Monday, January 19, 2015

My great grandmother’s garden

My mother loved to talk about her childhood.  I was not fortunate to meet them, but I grew up getting to know my grandparents and their parents from the stories my mother told me about them.  My maternal grandfather’s mother was the true flower lover in the family.  She would grow all kinds of flowers in her garden.  In the spring, summer and fall she would take her Turkish coffee among her flowers and she always wore a flower behind her ear. 

Ayşe Fatma Çelebican with my mother Gülten Çelebican Örstan c.1932

Ayşe Fatma’s home in Daday, Kastamonu. The picture was taken in the fall of 2008.

I am thinking she must have had pansies, asters and snapdragons in her garden.

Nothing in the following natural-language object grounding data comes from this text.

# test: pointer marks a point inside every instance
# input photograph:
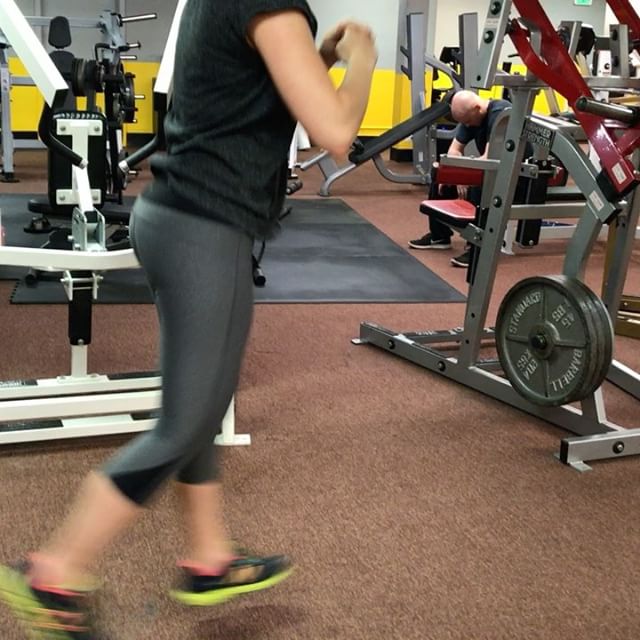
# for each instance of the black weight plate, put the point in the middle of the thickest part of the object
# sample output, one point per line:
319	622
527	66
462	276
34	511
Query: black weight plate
547	340
587	300
604	330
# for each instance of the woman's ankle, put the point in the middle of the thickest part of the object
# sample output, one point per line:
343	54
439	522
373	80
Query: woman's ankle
49	570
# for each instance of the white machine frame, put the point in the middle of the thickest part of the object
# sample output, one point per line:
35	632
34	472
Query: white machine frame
80	404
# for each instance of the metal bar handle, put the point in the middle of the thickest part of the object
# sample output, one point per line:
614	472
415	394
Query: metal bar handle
621	113
138	18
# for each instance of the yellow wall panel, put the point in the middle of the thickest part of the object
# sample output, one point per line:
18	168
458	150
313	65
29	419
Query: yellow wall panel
390	100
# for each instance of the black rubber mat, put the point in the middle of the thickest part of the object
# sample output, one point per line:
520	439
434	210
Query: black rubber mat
326	252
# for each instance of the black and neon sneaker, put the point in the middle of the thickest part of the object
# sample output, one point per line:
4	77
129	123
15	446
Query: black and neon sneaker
244	574
45	614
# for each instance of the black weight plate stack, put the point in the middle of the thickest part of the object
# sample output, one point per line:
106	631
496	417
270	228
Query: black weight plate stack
554	339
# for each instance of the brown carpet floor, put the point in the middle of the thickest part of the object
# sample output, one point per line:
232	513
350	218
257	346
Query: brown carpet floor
415	509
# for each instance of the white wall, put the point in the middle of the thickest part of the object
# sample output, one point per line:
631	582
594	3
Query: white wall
610	17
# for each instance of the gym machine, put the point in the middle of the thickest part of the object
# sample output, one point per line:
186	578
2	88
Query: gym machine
420	127
80	404
109	25
553	335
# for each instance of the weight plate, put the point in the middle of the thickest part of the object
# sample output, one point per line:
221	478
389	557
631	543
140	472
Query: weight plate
553	340
606	337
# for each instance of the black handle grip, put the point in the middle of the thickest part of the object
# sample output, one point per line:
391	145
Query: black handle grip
619	112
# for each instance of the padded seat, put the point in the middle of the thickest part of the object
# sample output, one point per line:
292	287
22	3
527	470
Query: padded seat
449	174
364	151
454	213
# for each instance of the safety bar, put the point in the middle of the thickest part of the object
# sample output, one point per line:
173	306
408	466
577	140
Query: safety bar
619	112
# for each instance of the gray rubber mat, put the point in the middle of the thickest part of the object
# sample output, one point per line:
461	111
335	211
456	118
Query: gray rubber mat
326	252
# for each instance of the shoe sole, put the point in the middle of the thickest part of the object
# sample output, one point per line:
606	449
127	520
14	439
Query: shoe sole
219	596
27	609
435	247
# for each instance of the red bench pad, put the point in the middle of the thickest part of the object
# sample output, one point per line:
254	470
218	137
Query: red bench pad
455	213
447	174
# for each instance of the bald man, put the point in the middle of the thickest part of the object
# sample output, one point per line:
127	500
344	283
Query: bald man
476	117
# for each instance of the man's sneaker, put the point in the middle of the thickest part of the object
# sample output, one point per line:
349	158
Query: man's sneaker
244	574
462	260
428	242
45	614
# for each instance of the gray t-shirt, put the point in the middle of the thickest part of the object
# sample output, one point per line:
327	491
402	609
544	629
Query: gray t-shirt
228	130
482	132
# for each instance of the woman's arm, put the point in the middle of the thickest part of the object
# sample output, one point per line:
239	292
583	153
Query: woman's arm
331	116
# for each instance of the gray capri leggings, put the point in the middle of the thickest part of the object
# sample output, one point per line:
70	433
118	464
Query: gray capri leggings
200	273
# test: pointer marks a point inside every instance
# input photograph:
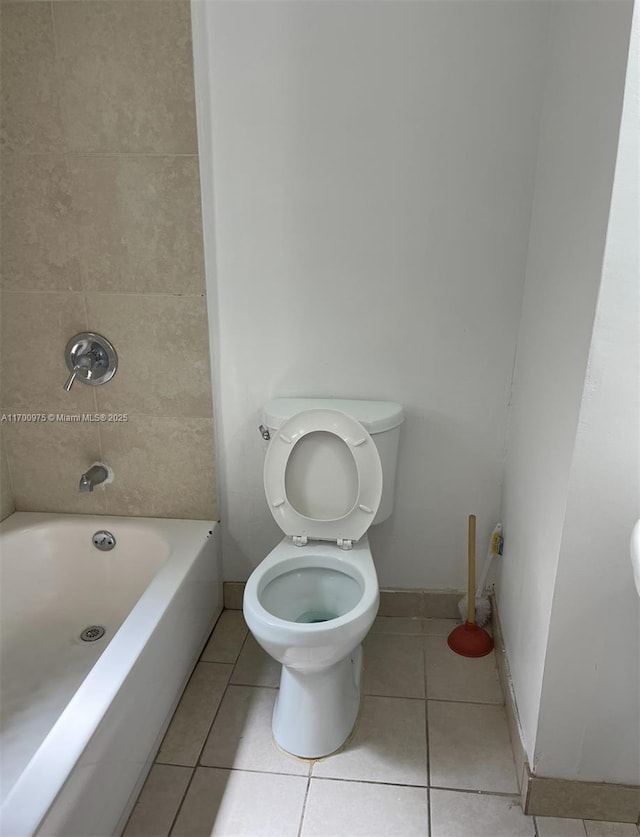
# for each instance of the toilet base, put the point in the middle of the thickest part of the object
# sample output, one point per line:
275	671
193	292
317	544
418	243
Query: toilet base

She, for sure, had some gomphrena. I used to see this plant, Gomphrena globosa to be precise, in the gardens in Turkey when I was a child, which I find amazing because the plant is native to Brazil, Panama and Guatemala.

Gomphrena globosa belongs to the Amaranthaceae family and it is an annual plant that grows up to 60 cm in height. The true species has magenta bracts but cultivars have other colors. At this point we need to check out the meaning of bract. In botany, a calyx describes a floral structure, whereas a bract describes a leaf structure. Yet, bracts are specialized leaves often different from foliage leaves. They may be small, large and of different color, shape or texture. They are also different from the parts of the flower, such as the petals or sepals. Their main function is to protect the flower from pests and harsh weather. If we look at the picture of the Gomphrena globosa we see the tiny, true white flowers within the flowerheads, or the bracts in this case. They are insignificant looking and visible only close up. There are dozens of these flowers in each globose flowerhead.

A common name for this plant is button flower. Its spiky and papery puffs are about 2 cm in diameter and they bloom from early summer to frost. Button flower is easy to grow. It will bloom throughout the season without deadheading and won’t need fertilizer or much water. Few insects bother the plant. They dry easily also. Cutting the stems just as the heads are beginning to open and hanging them upside down will be sufficient. They will hold their color for several years.